Chi ci ha creato? Ci ha creato Dio. Chi è Dio? Dio è l'Essere perfettissimo, Creatore e Signore del cielo e della terra. Che significa perfettissimo? Perfettissimo significa che Dio è potenza, sapienza e bontà infinita. Che significa Creatore? Creatore significa che Dio ha fatto dal nulla tutte le cose. Che significa Signore? Signore significa che Dio è padrone assoluto di tutte le cose. Dio ha corpo come noi? Dio non ha corpo come noi, ma è purissimo spirito. Dov'è Dio? Dio è in cielo, in terra e in ogni luogo: Egli è l’Immenso. Dio è sempre stato? Dio è sempre stato e sempre sarà: Egli è l’Eterno. Dio sa tutto? Dio sa tutto, anche i nostri pensieri: Egli è l’Onnisciente. Dio può far tutto? Dio può far tutto: Egli è l’Onnipotente. Dio può fare anche il male? Dio non può fare il male perché è bontà infinita.

Ricordo la sua crociata contro le gonne corte; non le minigonne che sarebbero apparse nel mondo della moda due anni più tardi, ma le nostre gonnelline di bambine che portavamo appena sopra il ginocchio secondo il costume di allora. Noi non sapevamo quanto una gonna avrebbe dovuto essere lunga, così lei ci fece inginocchiare: chi avesse avuto l'orlo che sfiorava il pavimento era a posto e voleva bene a Gesù e alla Madonna. Semplice.

Io non superai quel test. Tornando verso casa, pensai che anche i miei genitori rischiavano di beccarsi l’anatema se non mi procuravano la gonna della lunghezza adatta. Ne parlai con la Rosina che in religione aveva molte e profonde cognizioni e mi aveva insegnato a meditare. Lei prima controllò l’orlo per vedere se si poteva allungare la gonna, ma c’era solo un centimetro di stoffa; poi estrasse dalla scatole del cucito un pezzo di elastico con le asole, ne tagliò un pezzetto, e me lo sistemò in modo tale da allungare il giro vita della gonna la quale scivolò un poco verso i fianchi. 'Ecco, adesso è più lunga', mi disse.
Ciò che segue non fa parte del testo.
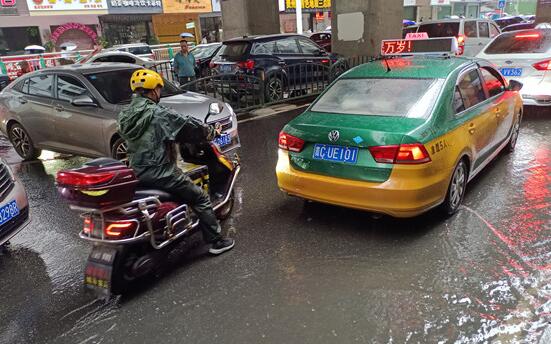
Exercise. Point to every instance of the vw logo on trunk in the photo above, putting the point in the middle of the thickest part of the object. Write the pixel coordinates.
(333, 135)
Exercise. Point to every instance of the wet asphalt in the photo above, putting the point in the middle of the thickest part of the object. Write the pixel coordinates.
(304, 273)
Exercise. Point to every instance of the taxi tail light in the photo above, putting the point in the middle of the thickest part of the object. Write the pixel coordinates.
(290, 142)
(120, 229)
(249, 64)
(414, 153)
(543, 65)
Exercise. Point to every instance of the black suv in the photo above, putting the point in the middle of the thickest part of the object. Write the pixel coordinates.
(285, 62)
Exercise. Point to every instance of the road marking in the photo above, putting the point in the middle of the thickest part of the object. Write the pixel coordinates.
(271, 114)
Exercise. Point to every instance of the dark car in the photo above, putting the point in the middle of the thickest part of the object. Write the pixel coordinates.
(203, 54)
(4, 81)
(323, 39)
(286, 62)
(506, 21)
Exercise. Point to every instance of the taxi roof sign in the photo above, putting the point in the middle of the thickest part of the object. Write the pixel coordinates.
(429, 46)
(417, 35)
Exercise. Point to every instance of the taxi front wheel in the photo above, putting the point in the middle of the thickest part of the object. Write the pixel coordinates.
(456, 189)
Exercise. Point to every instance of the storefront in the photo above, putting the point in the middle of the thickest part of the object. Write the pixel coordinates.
(68, 21)
(180, 16)
(130, 21)
(316, 15)
(211, 24)
(14, 38)
(445, 8)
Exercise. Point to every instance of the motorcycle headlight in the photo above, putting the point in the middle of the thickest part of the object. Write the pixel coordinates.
(232, 113)
(215, 108)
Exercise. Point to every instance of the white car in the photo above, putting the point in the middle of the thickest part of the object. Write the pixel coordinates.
(524, 56)
(122, 57)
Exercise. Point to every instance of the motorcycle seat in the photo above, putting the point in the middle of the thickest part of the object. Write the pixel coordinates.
(163, 196)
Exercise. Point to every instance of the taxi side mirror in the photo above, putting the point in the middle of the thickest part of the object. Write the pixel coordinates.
(514, 85)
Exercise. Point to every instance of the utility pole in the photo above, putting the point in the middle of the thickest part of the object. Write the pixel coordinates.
(299, 16)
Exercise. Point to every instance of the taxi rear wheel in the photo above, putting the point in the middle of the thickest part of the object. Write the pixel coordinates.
(456, 189)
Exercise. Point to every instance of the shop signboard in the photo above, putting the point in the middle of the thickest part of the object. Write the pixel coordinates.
(308, 5)
(216, 7)
(8, 7)
(134, 6)
(187, 6)
(66, 5)
(440, 3)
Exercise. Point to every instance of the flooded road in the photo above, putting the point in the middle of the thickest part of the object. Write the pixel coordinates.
(301, 272)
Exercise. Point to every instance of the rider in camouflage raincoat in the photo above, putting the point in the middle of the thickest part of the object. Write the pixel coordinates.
(151, 131)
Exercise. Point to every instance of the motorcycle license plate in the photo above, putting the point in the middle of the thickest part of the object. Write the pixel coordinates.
(347, 155)
(223, 140)
(8, 212)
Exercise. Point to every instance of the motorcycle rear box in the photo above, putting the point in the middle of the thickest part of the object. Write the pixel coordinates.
(100, 183)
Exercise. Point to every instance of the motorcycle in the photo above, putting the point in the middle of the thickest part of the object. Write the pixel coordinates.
(135, 229)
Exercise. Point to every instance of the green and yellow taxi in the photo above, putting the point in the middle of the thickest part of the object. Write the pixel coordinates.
(400, 136)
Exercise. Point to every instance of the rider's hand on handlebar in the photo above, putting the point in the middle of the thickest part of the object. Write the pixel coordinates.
(218, 129)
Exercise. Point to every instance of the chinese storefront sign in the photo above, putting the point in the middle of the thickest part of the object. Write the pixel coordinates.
(187, 6)
(66, 5)
(134, 6)
(8, 7)
(308, 5)
(74, 26)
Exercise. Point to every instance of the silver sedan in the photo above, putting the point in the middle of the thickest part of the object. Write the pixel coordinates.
(73, 109)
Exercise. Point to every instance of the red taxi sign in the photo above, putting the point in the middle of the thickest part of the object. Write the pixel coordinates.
(417, 35)
(430, 46)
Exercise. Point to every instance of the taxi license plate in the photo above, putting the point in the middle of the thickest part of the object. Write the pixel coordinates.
(223, 140)
(511, 71)
(8, 212)
(347, 155)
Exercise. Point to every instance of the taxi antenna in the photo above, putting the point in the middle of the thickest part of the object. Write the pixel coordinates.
(387, 65)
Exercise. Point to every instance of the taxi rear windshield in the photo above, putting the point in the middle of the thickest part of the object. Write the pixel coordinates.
(412, 98)
(448, 29)
(521, 42)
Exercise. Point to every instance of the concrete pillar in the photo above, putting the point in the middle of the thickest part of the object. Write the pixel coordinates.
(249, 17)
(359, 25)
(543, 12)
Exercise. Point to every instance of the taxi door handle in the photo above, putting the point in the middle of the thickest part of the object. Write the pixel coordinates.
(472, 128)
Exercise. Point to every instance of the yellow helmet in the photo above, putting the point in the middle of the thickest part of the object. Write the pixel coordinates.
(146, 79)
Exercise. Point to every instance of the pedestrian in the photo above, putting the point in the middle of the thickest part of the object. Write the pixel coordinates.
(184, 64)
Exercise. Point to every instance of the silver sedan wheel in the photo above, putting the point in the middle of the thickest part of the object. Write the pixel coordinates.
(21, 141)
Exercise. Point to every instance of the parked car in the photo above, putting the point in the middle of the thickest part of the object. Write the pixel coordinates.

Dovevo solo fare attenzione che non mi cadesse se qualcuno me la strattonava giocando a prendersi.

Era il canto la passione di Suor Maurilia, e probabilmente anche la sua valvola di sfogo. La natura l'aveva dotata di una bellissima voce che sentivamo spiegarsi in assolo durante l’esecuzione degli inni sacri. Era una voce melodiosa con ampia estensione che Suor Maurilia aveva educato musicalmente da sé facendo fruttare il suo talento.

In effetti erano rare le cantatrici della Schola Cantorum parrocchiale che riuscivano ad imitarla raggiungendo senza sforzo le note vocali più alte. Lei ne era legittimamente orgogliosa, ma con discrezione. Solo qualche volta le scappò di cantare anche se non toccava a lei.

Un giorno la Superiora organizzò una festicciola d'addio per noi bambine e ragazze; aveva terminato il suo mandato a Quero e doveva incamminarsi verso un posto nuovo. Era una suora giovane con la quale eravamo entrate subito in sintonia. Rispetto alle altre suore, poi, aveva più tempo da dedicarci per giochi e attività di oratorio. Eravamo amareggiate e protestammo in coro: ‘Perché non mandano via Suor Maurilia che c’è da un sacco di tempo e lasciano qui lei, Superiora?’ Ma, dalle retrovie dove mi trovavo, mi accorsi che Suor Maurilia aveva sentito e piangeva, sola, appoggiata alla parete del corridoio. Cercai di raggiungerla, ma non potevo passare e poi volevo anch'io salutare chi se ne andava...

Molti anni più tardi ebbi l'occasione di far visita a Suor Maurilia, era ospite a Torino nella Piccola Casa del Cottolengo. Mi riconobbe subito. Prendendomi per mano volle accompagnarmi in quella che era la sua stanzetta, un piccolissimo spazio protetto da una specie di baldacchino con quattro tende immacolate. Di quei baldacchini ce n’erano una ventina nel camerone che ospitava tante altre vecchie suore malate come lei. Fra le quattro tende, poi, c’erano solo un letto e un comodino, tutto estremamente semplice, pulito e dignitoso com’è lo spirito del Cottolengo.

Un po’ a disagio per non poter farmi accomodare su una sedia, mi fece sedere sul letto e mi offrì una mentina, intanto mi accarezzava le mani. Parlammo. Le chiesi se ricordava quell'episodio, volevo scusarmi; lei mi guardò, mi sorrise triste e ci abbracciammo.